Since we know higher numbers of cyclists help make city streets safer, there is a recent upsurge in interest from American cities in building bike lanes. There is little scientific evidence that building one bike lane on its own would increase the number of cyclists on that road. But an international review of municipal bike programs and policies conducted by researcher John Pucher and others and published in Preventive Medicine in 2010 found that cities with comprehensive programs that included a connective network of bike lanes, paths and other bikeways were successful in increasing cycling rates.

So instead of “build it and they will come” perhaps the appropriate analogy is a garden. Build it, plant the seeds, water them, keep the weeds out and they will come. In any case, several cities that have built bike lane networks have seen major increases in the cycling rate. Portland, Oregon is a prime example, as the chart at right shows.

Health is Wealth
The final cap on the argument for bike lanes is the well-established fact that biking is good for health, and more biking overall has a positive effect on public health, which translates to lower health care costs, quality of life, and many other factors.
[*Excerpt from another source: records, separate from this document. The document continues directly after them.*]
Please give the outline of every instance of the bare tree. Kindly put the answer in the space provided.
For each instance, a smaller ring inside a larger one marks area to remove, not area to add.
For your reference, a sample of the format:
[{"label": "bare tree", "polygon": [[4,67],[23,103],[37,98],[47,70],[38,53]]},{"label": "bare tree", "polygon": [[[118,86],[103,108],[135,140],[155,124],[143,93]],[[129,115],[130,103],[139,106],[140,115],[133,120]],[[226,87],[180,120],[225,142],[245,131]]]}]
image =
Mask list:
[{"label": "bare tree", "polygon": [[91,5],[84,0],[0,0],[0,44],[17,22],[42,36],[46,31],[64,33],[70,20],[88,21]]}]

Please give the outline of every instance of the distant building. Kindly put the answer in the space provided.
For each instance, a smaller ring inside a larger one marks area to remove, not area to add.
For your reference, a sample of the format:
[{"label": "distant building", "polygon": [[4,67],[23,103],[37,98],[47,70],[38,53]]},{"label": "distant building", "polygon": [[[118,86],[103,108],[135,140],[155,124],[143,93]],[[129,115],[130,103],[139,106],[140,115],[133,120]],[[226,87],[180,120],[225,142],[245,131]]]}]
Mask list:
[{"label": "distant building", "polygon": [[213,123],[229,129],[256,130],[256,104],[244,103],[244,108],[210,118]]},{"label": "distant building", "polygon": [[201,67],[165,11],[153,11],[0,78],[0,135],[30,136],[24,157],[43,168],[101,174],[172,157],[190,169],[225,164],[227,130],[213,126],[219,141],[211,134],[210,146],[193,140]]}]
On the grand scale, the health benefits of cycling outweigh the risks of injury or death from car accidents. Perhaps the most convincing of the studies that show this is a large and long-term population study from Copenhagen. Nearly 7,000 people were asked a wide variety of questions, including whether or not they biked to work or not. The study then checked medical records on these individuals 15 years later. Even after adjusting for other risk factors, those who didn’t cycle to work experienced a 39% higher mortality rate from any cause than those who did cycle to work. Of “any cause” includes, of course, traffic accidents.

Now everyone is entitled to their own opinion, but the Boston Cyclists Union and a growing majority of bike advocacy groups around the world—including Livable Streets Alliance and MassBike here in the Commonwealth—are of the mind that bike lanes and other separate facilities for cyclists are the key to increasing cycling rates and making streets safer for all road users.